In 1933, Jean Aurenche co-directed two short documentaries with Pierre Charbonnier: Pirates du Rhône and Bracos de Sologne. He later co-wrote the short film Monsieur Cordon with director Pierre Prévert. He soon turned to screenwriting, writing or co-writing several films like L'affaire du Courrier de Lyon (1936) by Maurice Lehmann and Claude Autant-Lara, L'affaire Lafarge or, more famously, Hôtel du Nord that he co-wrote with Marcel Carné and Henri Jeanson.

Aurenchébost 
In 1942, starting with Douce (directed by Autant-Lara), Aurenche formed a longstanding partnership with Pierre Bost. Their method of writing together initially worked as such : Jean Aurenche wrote the treatment of the screenplay (sometimes based on a novel) and Pierre Bost then expanded this outline and wrote the dialogue. But soon, both of them wrote all the script together without any clear division of the writing. Together, Aurenche & Bost wrote several great successes of this time period, often associated with director Claude Autant-Lara : le Diable au corps (1945), l'Auberge rouge (1951), le Rouge et le Noir (1954), la Traversée de Paris (1956). Meanwhile, Aurenche & Bost started a fertile collaboration with Jean Delannoy, writing for him La Symphonie Pastorale (1947) which won the Palme d'Or at the Cannes Festival of 1947. During this time, they also worked with René Clément (Au-delà des grilles, Jeux interdits and Gervaise).
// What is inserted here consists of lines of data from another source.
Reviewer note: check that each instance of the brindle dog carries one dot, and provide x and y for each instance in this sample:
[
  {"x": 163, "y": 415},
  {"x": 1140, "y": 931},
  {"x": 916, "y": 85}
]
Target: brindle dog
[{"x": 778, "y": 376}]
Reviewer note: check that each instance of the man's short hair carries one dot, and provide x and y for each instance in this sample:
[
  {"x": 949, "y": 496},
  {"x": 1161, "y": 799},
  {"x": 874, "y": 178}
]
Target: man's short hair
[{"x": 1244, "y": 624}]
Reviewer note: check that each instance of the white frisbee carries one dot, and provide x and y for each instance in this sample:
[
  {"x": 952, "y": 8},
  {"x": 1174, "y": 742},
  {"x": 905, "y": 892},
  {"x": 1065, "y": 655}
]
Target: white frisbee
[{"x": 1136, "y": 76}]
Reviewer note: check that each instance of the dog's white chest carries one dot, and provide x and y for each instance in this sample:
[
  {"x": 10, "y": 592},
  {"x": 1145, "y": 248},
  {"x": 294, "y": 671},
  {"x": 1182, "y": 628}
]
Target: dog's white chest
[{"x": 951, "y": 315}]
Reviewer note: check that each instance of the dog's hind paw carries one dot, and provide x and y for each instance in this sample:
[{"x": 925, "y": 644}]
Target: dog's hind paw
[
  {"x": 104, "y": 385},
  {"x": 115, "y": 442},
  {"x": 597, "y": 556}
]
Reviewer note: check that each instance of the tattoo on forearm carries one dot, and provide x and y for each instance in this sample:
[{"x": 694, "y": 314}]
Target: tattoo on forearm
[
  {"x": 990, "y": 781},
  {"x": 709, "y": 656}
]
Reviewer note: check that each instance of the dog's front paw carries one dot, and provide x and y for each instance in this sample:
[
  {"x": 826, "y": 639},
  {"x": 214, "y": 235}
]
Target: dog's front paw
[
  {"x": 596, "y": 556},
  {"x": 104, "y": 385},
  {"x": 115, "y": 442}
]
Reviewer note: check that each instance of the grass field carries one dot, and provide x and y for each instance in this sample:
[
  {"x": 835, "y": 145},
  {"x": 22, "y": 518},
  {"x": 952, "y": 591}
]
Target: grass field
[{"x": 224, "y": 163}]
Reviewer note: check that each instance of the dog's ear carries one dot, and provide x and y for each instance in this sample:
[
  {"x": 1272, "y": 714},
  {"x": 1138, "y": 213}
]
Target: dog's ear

The film Jeux Interdits won the Academy Award on the Best Foreign Film in 1952 and soon became a classic. All these critic and commercial triumph contributed to make of Aurenche one of the most revered screenwriters of his time.

The Later Years 
In 1954, future filmmaker François Truffaut wrote an article in Les Cahiers du Cinéma harshly criticizing the work of Jean Aurenche & Pierre Bost. The writing team progressively went out of fashion and barely worked during the 1960s as their favorite collaborators (Autant-Lara, Clément, Delannoy) grew older and retired. In 1970, young filmmaker Bertrand Tavernier (who was a fan of their work), asked them to write with him an adaptation of L'Horloger d'Everton (a Georges Simenon novel) for his first feature film. The film, titled L'Horloger de Saint Paul was a great success, both public and critical. Aurenche and Tavernier quickly became close collaborators, even after Pierre Bost's death in 1975. They went on to write three more films together and even co-directed a documentary about surrealist writer Philippe Soupaul. In 1975, Jean Aurenche and Bertrand Tavernier reworked an outline written in 1951 by Aurenche & Bost. This became the film le Juge et l'Assassin which garnered great reviews when it was released in 1976.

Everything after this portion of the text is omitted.